City Hunter est un film qui ressemble plus à un téléfilm, tant il reprend la structure d'un épisode classique de la série.
Donc, on se retrouve avec un épisode d'1h30 avec tous les ingrédients habituels de la série.
Ryo Saeba en mode pervers, Kaori Makimura qui use et abuse des grosses masses, et Falcon qui intervient pour le final. C'est intéressant d'analyser ce qu'est City Hunter. Donc, il y a un type hyper doué dans son domaine, à savoir tuer des gens, le numéro un, mais qui est un délinquant sexuel.
Alors, on veut à tout prix l'employer, mais il a besoin d'être surveillé constamment à cause de son harcèlement sexuel.

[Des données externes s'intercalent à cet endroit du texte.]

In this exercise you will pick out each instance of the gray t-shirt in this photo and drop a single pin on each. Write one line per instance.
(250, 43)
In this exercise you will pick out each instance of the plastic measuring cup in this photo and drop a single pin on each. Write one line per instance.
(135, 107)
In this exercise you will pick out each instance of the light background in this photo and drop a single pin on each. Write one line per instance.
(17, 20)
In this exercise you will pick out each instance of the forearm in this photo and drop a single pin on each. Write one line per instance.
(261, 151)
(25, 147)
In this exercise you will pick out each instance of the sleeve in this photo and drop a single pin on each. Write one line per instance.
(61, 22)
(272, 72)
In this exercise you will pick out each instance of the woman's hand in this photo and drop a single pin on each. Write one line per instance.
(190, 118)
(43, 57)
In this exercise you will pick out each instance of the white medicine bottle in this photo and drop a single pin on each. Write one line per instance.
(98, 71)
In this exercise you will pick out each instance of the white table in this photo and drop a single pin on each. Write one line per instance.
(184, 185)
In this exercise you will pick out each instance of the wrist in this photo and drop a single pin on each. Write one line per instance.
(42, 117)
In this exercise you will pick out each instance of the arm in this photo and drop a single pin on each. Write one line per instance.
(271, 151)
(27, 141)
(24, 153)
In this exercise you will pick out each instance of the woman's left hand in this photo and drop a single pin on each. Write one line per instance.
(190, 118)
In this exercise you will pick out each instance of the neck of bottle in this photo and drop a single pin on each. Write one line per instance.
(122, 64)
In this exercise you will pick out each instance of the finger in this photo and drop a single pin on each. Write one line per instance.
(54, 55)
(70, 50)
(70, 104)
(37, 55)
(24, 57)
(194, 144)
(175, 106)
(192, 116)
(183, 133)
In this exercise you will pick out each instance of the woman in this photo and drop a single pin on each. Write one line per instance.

Une critique acerbe du Japon, qui est à la fois vénéré pour sa culture, mais aussi méprisé pour sa perversité sexuelle.
L'humour, on y adhère ou pas. C'est souvent lourd et toujours dans le même genre, même s'il y a clairement des modèles féminins travaillés. Ce n'est pas une œuvre misogyne.
Ici, il y a trois types de femmes, toutes différentes. Anna Shinjo n'a pas confiance en elle, elle ne vit qu'à travers son métier et prend pour modèle Saeko Nogami, qui se sert de sa propre domination sur les hommes comme d'un avantage, n'hésitant pas à les manipuler pour obtenir des choses. Et Rosa Martinez, l'ancienne militaire, qui usera de ses méthodes de combat pour repousser Ryo Saeba, une femme forte, secrète, avec beaucoup de détermination.
Niveau technique, on est en dessous de Bay City Wars. Les scènes d'action ne sont pas intéressantes, juste la course-poursuite en voiture contre bateau. L'animation est paresseuse et manque clairement de technique.
La musique est plutôt bonne, elle reprend celle de la série.
Bref, si vous voulez une petite pastille de la série condensée en 1h30, ce téléfilm est parfait. Sinon, si vous cherchez de l'originalité dans cet univers, passez votre chemin.